Risk Level: HIGHREMOTE_CODE_EXECUTIONEXTERNAL_DOWNLOADSCOMMAND_EXECUTIONDATA_EXFILTRATIONPROMPT_INJECTION
Full Analysis
  • [REMOTE_CODE_EXECUTION]: The skill recommends installing the 'cass' CLI tool using a curl | bash command targeting a script on a third-party GitHub repository (Dicklesworthstone/coding_agent_session_search). This executes unverified remote code with the privileges of the current user.
  • [EXTERNAL_DOWNLOADS]: The documentation indicates that the tool automatically downloads a machine learning model (MiniLM, ~23MB) from a remote server upon first use of its semantic search feature.
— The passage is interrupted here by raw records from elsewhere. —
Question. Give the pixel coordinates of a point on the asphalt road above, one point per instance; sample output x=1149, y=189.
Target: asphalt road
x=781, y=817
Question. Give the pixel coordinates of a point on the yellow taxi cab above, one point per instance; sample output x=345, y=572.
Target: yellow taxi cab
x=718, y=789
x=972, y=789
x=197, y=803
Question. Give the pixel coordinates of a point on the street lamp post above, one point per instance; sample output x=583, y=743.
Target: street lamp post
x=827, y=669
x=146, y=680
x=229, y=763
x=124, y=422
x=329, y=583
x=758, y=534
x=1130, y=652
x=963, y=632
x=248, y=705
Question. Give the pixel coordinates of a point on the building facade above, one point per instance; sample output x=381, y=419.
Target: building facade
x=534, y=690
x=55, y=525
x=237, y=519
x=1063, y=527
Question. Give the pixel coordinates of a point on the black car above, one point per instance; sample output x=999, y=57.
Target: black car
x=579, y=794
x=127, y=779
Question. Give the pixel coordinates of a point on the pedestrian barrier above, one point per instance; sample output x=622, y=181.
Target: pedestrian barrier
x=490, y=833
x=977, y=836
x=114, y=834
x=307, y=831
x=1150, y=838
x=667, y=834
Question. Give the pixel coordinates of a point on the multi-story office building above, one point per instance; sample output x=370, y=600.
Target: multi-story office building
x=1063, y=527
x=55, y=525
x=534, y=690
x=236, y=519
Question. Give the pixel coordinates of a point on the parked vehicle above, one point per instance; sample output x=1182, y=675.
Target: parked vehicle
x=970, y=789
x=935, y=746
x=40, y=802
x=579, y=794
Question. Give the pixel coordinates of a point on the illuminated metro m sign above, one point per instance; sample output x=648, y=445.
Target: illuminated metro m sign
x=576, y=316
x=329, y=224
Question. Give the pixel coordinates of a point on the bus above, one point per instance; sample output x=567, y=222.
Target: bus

  • [COMMAND_EXECUTION]: The skill depends entirely on the execution of an external binary ('cass'). It also includes instructions to modify shell profile files (like .bashrc or .zshrc) to install shell completions, which constitutes persistent system modification.
  • [DATA_EXFILTRATION]: The tool accesses and indexes highly sensitive private data, including chat histories from Claude, Gemini, ChatGPT, Cursor, and Aider stored in locations like ~/.claude/projects and ~/Library/Application Support/Cursor/User/. The 'remote-sources' feature uses SSH and rsync to synchronize this data, creating a potential path for data exfiltration.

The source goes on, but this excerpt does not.